Dass wir Rekordhalter sind, was die Anzahl der Nachbarschafts- und Beleidigungsklagen angeht, ist kein Grund für Nationalstolz. Mehr Gelassenheit, was freie Meinungsäußerung, die Freiheit von Kunst und Kultur sowie die Pressefreiheit angeht, wäre gut, so lange nicht Straftatbestände wie rechtsextremistische Hetze berührt werden.
Im übrigen ist es in der Rechtsordnung eines Staates wie dem unseren – in dem die Unabhängigkeit der Justiz in der Verfassung garantiert ist – geradezu ein Fremdkörper, dass die Regierung, aus welchen Gründen auch immer, darüber zu entscheiden hat, ob die Justiz wegen einer Straftat ermittelt oder nicht.

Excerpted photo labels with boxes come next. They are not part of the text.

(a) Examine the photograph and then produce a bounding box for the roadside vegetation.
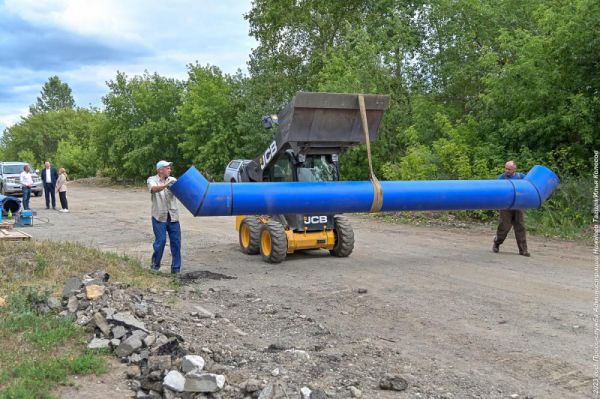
[0,0,600,237]
[0,241,170,399]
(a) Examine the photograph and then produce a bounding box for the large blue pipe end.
[170,166,210,215]
[0,194,21,215]
[525,165,560,205]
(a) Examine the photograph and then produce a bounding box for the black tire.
[329,216,354,258]
[239,217,261,255]
[260,220,287,263]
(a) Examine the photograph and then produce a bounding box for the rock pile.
[54,272,230,399]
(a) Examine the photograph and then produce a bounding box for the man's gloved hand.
[165,176,177,188]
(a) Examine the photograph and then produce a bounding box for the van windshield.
[2,165,25,175]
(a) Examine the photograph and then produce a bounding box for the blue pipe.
[171,165,560,216]
[0,194,21,215]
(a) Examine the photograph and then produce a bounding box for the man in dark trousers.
[492,161,530,256]
[42,161,58,209]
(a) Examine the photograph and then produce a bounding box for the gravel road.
[27,183,594,398]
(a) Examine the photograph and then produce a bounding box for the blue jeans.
[151,215,181,273]
[21,186,31,211]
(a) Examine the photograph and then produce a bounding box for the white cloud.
[0,0,256,129]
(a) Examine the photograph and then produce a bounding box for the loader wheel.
[329,216,354,258]
[260,221,287,263]
[239,217,261,255]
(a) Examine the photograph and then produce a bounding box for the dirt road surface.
[27,183,593,398]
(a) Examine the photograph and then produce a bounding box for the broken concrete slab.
[88,338,110,349]
[84,284,105,301]
[112,326,127,339]
[63,277,81,298]
[115,337,143,357]
[94,312,110,337]
[181,355,204,373]
[112,312,149,332]
[163,370,185,392]
[184,372,225,392]
[67,296,79,313]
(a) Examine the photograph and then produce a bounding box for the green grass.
[0,241,173,399]
[0,287,106,399]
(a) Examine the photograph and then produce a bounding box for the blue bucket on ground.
[19,211,33,226]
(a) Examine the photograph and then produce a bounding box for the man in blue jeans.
[147,161,181,274]
[19,165,33,211]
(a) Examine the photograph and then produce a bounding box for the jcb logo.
[304,216,327,224]
[260,140,277,169]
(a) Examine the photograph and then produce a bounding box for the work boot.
[492,240,500,253]
[517,241,531,256]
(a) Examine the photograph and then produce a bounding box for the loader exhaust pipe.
[171,165,560,216]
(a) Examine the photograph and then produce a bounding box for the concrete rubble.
[44,272,408,399]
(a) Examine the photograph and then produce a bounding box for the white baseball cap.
[156,161,173,170]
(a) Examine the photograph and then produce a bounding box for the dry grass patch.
[0,241,170,296]
[0,241,173,399]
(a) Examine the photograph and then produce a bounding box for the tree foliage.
[29,75,75,115]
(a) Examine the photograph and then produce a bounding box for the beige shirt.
[56,174,67,193]
[19,171,33,187]
[147,175,179,223]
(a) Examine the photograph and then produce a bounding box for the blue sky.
[0,0,256,131]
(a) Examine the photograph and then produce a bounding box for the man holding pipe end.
[147,161,181,274]
[492,161,530,256]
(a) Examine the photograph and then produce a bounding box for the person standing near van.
[42,161,58,209]
[19,165,33,211]
[56,168,69,213]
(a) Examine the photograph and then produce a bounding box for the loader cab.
[263,151,340,182]
[263,149,339,232]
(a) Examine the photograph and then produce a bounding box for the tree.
[178,64,243,176]
[29,76,75,115]
[96,72,187,178]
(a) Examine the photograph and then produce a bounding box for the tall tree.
[29,75,75,115]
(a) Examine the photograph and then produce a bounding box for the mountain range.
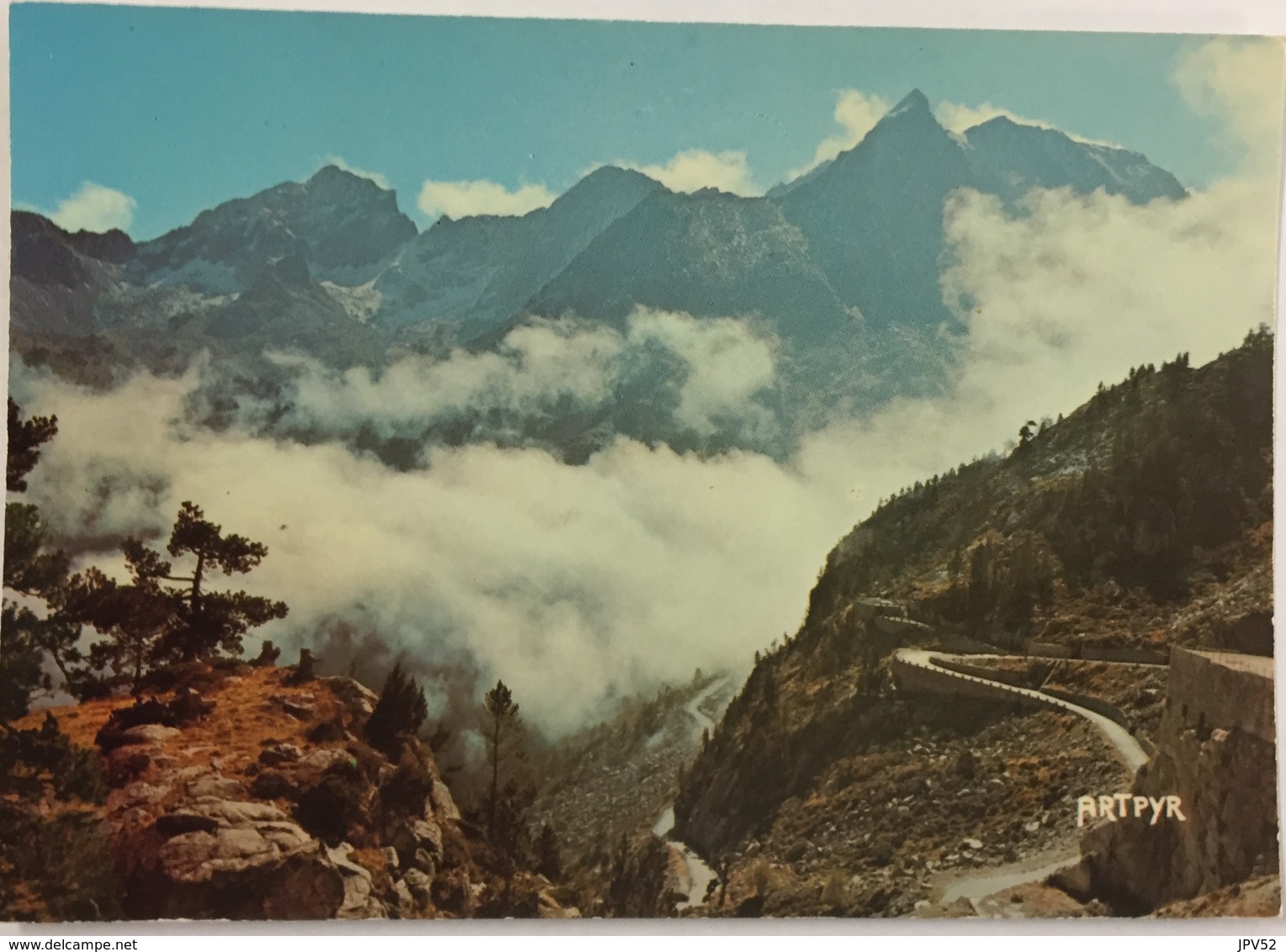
[10,90,1186,455]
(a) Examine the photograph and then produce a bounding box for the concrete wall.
[892,658,1062,710]
[1026,641,1170,664]
[1162,648,1277,743]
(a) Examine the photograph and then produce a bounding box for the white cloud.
[629,309,777,436]
[416,179,557,219]
[934,100,1123,149]
[1172,37,1286,177]
[49,182,138,231]
[786,89,892,182]
[318,156,392,189]
[258,308,777,442]
[612,149,763,196]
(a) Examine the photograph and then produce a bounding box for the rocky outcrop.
[1082,648,1278,912]
[90,668,482,920]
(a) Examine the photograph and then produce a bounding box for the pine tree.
[364,661,428,760]
[0,398,81,721]
[484,680,518,836]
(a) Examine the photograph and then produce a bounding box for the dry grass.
[17,668,343,778]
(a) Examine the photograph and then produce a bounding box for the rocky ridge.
[19,665,569,920]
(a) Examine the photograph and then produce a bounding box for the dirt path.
[894,648,1148,772]
[652,678,728,910]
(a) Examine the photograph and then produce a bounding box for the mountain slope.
[527,189,853,345]
[374,166,653,337]
[132,166,416,294]
[676,330,1273,911]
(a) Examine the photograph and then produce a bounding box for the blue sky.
[10,4,1255,238]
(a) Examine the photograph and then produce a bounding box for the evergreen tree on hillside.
[0,398,81,721]
[364,661,428,762]
[88,502,288,664]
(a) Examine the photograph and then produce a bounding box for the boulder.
[326,843,389,918]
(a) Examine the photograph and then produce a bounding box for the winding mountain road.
[652,678,728,910]
[894,648,1148,772]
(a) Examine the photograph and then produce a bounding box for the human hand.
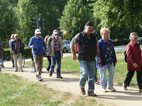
[30,45,34,49]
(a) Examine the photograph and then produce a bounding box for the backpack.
[124,51,127,63]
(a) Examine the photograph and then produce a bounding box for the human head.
[84,21,94,35]
[100,28,110,41]
[14,34,19,41]
[10,34,14,39]
[35,29,41,37]
[129,32,138,43]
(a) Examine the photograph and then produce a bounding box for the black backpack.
[124,51,127,63]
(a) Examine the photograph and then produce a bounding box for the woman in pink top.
[124,32,142,92]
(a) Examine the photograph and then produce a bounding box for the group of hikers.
[0,21,142,96]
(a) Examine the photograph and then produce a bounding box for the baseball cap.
[35,29,41,34]
[53,29,59,35]
[85,21,94,28]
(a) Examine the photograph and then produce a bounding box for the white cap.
[35,29,41,35]
[53,29,59,35]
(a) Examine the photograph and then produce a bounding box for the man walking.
[70,21,100,96]
[11,34,24,72]
[28,29,46,81]
[9,34,14,67]
[47,30,63,78]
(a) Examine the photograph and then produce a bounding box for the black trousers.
[124,71,142,89]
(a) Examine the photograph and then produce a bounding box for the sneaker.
[123,84,128,90]
[57,76,63,79]
[15,70,18,72]
[102,88,107,92]
[88,91,97,97]
[36,74,43,81]
[80,88,86,95]
[95,81,100,85]
[108,87,116,92]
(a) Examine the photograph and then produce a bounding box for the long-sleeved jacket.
[47,36,63,57]
[98,38,117,65]
[11,39,24,55]
[28,36,46,56]
[126,42,142,71]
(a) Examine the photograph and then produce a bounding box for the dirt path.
[2,56,142,106]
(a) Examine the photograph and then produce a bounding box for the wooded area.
[0,0,142,47]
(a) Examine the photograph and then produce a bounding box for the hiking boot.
[108,87,116,92]
[80,88,86,95]
[57,76,63,79]
[88,91,97,97]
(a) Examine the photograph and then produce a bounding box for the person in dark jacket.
[70,21,98,96]
[98,28,117,92]
[124,32,142,92]
[11,34,24,72]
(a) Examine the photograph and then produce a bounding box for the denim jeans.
[49,51,61,76]
[13,53,22,71]
[79,60,96,91]
[99,63,114,89]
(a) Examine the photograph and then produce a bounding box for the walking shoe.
[88,91,97,97]
[139,89,142,93]
[108,87,116,92]
[49,71,52,77]
[123,84,127,90]
[80,88,86,95]
[57,76,63,79]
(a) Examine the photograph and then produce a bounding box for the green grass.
[0,73,102,106]
[28,52,137,85]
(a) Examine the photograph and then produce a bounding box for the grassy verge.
[28,52,137,85]
[0,73,102,106]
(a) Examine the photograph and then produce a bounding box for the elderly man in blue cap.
[70,21,101,96]
[28,29,46,81]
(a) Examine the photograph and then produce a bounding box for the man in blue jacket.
[28,29,46,81]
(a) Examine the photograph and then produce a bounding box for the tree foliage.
[0,0,17,45]
[60,0,91,37]
[16,0,37,43]
[93,0,142,32]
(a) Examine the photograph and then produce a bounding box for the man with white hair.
[28,29,46,81]
[11,34,24,72]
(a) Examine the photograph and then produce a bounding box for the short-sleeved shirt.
[73,32,97,61]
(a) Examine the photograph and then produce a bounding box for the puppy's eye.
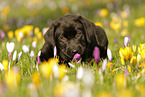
[76,32,82,37]
[60,36,66,40]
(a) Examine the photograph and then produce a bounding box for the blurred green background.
[0,0,145,30]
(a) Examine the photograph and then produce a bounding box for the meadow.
[0,0,145,97]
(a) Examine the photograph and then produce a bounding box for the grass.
[0,0,145,97]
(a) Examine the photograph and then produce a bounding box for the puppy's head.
[55,16,87,61]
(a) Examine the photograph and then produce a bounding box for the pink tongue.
[73,53,81,62]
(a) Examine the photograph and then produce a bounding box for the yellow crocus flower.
[119,48,124,58]
[130,56,136,65]
[40,62,53,79]
[128,65,131,73]
[107,62,114,69]
[121,11,128,19]
[114,73,126,88]
[95,22,103,27]
[123,47,132,61]
[115,89,136,97]
[34,27,40,35]
[4,69,21,90]
[141,48,145,60]
[134,17,145,27]
[132,45,136,54]
[96,91,112,97]
[121,29,129,36]
[8,31,14,39]
[120,58,125,66]
[99,8,108,17]
[2,60,9,71]
[31,72,41,87]
[58,64,66,80]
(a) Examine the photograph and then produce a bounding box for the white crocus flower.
[32,41,37,48]
[6,42,15,69]
[13,50,17,61]
[53,64,59,79]
[22,45,29,53]
[30,51,34,58]
[6,42,15,53]
[82,70,94,97]
[19,32,24,38]
[124,37,129,47]
[102,58,107,72]
[18,52,22,61]
[42,28,48,36]
[38,51,41,57]
[0,63,4,71]
[77,66,84,80]
[54,46,57,57]
[107,48,112,62]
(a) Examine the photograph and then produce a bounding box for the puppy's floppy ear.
[79,16,108,58]
[40,24,56,61]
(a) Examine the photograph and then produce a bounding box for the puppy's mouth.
[60,50,84,62]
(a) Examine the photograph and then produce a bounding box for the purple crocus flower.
[36,51,41,70]
[73,53,81,63]
[93,47,100,64]
[1,31,5,40]
[114,38,118,44]
[124,37,129,47]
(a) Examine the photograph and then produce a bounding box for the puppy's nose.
[73,50,78,53]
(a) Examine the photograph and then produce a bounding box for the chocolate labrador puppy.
[40,15,108,62]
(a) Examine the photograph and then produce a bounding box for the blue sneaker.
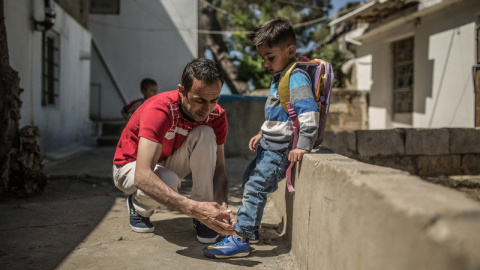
[193,218,218,244]
[248,230,260,244]
[127,195,155,233]
[203,235,250,259]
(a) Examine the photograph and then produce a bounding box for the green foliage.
[312,44,345,88]
[212,0,331,88]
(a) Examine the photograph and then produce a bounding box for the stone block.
[356,129,405,157]
[462,154,480,174]
[322,131,357,157]
[405,129,449,156]
[417,155,462,176]
[449,128,480,154]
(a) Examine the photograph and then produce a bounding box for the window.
[90,0,120,14]
[42,31,60,106]
[393,37,414,113]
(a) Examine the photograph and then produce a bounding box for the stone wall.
[322,128,480,176]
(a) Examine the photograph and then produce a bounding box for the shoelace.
[213,236,230,247]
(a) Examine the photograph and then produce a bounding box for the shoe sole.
[203,251,250,259]
[127,195,155,233]
[130,225,155,233]
[197,235,218,244]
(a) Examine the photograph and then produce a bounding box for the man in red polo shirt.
[113,58,235,243]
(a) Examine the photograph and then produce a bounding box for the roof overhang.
[328,0,420,26]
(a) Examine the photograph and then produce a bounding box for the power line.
[198,15,328,35]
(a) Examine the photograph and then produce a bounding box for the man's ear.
[288,44,297,59]
[178,84,185,96]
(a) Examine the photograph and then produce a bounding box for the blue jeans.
[235,145,289,238]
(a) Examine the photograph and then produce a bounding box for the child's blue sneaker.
[127,195,155,233]
[203,235,250,259]
[193,218,219,244]
[248,230,260,244]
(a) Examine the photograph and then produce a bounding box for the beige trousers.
[113,125,217,217]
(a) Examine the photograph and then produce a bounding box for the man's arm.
[134,137,235,234]
[213,144,237,224]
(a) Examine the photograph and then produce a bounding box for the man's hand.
[190,201,235,235]
[248,133,262,152]
[288,148,308,162]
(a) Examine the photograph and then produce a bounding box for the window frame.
[392,36,415,114]
[42,30,60,106]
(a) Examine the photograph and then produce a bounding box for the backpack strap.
[285,102,300,194]
[278,61,297,113]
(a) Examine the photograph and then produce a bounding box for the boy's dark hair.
[140,78,157,90]
[248,18,297,48]
[182,58,224,94]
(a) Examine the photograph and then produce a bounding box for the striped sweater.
[260,67,320,151]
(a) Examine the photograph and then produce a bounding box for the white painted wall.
[4,0,92,152]
[89,0,198,120]
[357,0,480,129]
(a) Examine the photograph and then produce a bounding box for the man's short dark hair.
[140,78,157,90]
[248,18,297,48]
[182,58,224,93]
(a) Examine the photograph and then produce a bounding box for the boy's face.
[257,45,297,74]
[142,84,158,99]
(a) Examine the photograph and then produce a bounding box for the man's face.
[178,79,222,122]
[142,84,158,99]
[257,45,296,74]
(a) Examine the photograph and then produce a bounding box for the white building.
[330,0,480,129]
[3,0,92,152]
[89,0,198,120]
[3,0,197,153]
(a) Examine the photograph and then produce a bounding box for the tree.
[0,0,47,196]
[200,0,331,88]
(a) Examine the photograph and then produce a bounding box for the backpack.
[278,56,334,193]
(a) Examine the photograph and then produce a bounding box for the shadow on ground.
[0,148,294,270]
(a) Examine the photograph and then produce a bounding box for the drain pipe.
[33,0,57,32]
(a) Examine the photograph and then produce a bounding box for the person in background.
[121,78,158,121]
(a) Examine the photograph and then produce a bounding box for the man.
[113,59,235,243]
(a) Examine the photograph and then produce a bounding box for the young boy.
[203,19,319,258]
[121,78,158,121]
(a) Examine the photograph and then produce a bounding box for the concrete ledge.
[270,151,480,270]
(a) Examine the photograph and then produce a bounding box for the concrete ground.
[0,148,296,270]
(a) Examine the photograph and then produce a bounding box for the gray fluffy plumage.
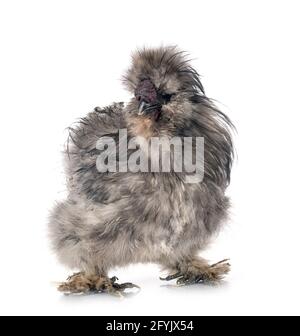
[49,47,233,290]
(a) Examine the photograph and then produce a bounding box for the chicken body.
[49,47,233,292]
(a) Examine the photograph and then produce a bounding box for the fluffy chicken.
[49,47,233,293]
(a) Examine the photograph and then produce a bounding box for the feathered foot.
[58,273,139,295]
[160,259,230,285]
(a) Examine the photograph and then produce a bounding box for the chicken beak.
[138,100,150,115]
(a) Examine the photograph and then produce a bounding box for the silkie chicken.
[49,47,234,293]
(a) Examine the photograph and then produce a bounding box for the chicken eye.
[161,93,174,103]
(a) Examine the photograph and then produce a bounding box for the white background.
[0,0,300,315]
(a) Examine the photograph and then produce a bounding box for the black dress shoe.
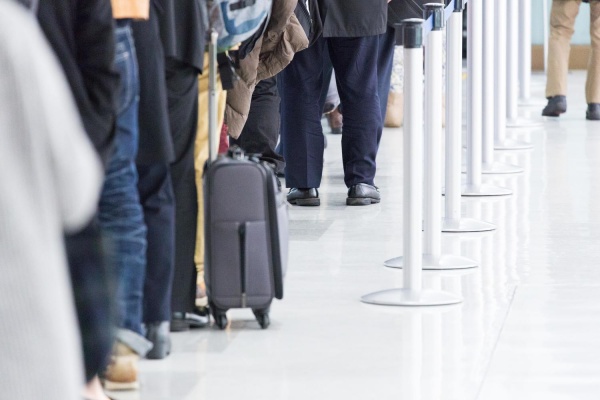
[346,183,381,206]
[146,321,171,360]
[288,188,321,206]
[585,103,600,121]
[542,96,567,117]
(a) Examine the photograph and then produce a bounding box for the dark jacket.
[132,0,175,165]
[132,0,207,165]
[161,0,208,72]
[319,0,387,38]
[38,0,119,164]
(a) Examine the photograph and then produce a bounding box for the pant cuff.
[116,328,152,357]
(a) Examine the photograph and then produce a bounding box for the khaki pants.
[194,55,227,287]
[546,0,600,104]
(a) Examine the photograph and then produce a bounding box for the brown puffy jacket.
[225,0,308,139]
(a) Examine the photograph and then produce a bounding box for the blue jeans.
[99,22,147,346]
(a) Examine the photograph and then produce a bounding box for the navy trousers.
[280,36,383,188]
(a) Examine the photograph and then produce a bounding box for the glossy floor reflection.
[114,73,600,400]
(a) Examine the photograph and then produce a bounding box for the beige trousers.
[194,55,227,286]
[546,0,600,104]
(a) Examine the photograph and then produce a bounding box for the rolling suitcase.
[204,33,288,329]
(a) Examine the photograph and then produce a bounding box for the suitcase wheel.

In der Praxis gerät die Bundesregierung damit zwangsläufig in das Spannungsfeld zwischen Meinungsfreiheit und dem Schutz der Ehre ausländischer Würdenträger, in dem politisch motivierte Entscheidungen nur fehlerhaft sein können. Aus gutem Grund ist das bei „normalen“ Menschen Staatsanwaltschaften und Gerichten vorbehalten.
In der Sache gehört zur freien Meinungsäußerung eindeutig auch der kritische Diskurs. Da darf man auch klare Kante zeigen und alles kritisieren. Diese Satire von Herrn Böhmermann finde ich 3



eher geschmacklos und sie trifft auch nicht meinen Humor. Schon gar nicht in der Wortwahl und der Verwendung absolut grenzwertiger Klischees, die ich hier nicht wiederholen möchte. Aber darum geht es nicht.
Aber mir gefällt auch nicht alles, was Herr Kubicki hier im Hause sagt. Verbieten möchte ich ihm das dennoch nicht. Getreu dem Satz, den Voltaire-Biografin Evelyn Beatrice Hall über dessen Überzeugung schrieb, gilt hier: „Ich lehne ab, was Sie sagen, aber ich werde bis auf den Tod Ihr Recht verteidigen, es zu sagen.“
Das ist die Haltung, die in einen demokratischen Rechtsstaat des Jahres 2016 gehört!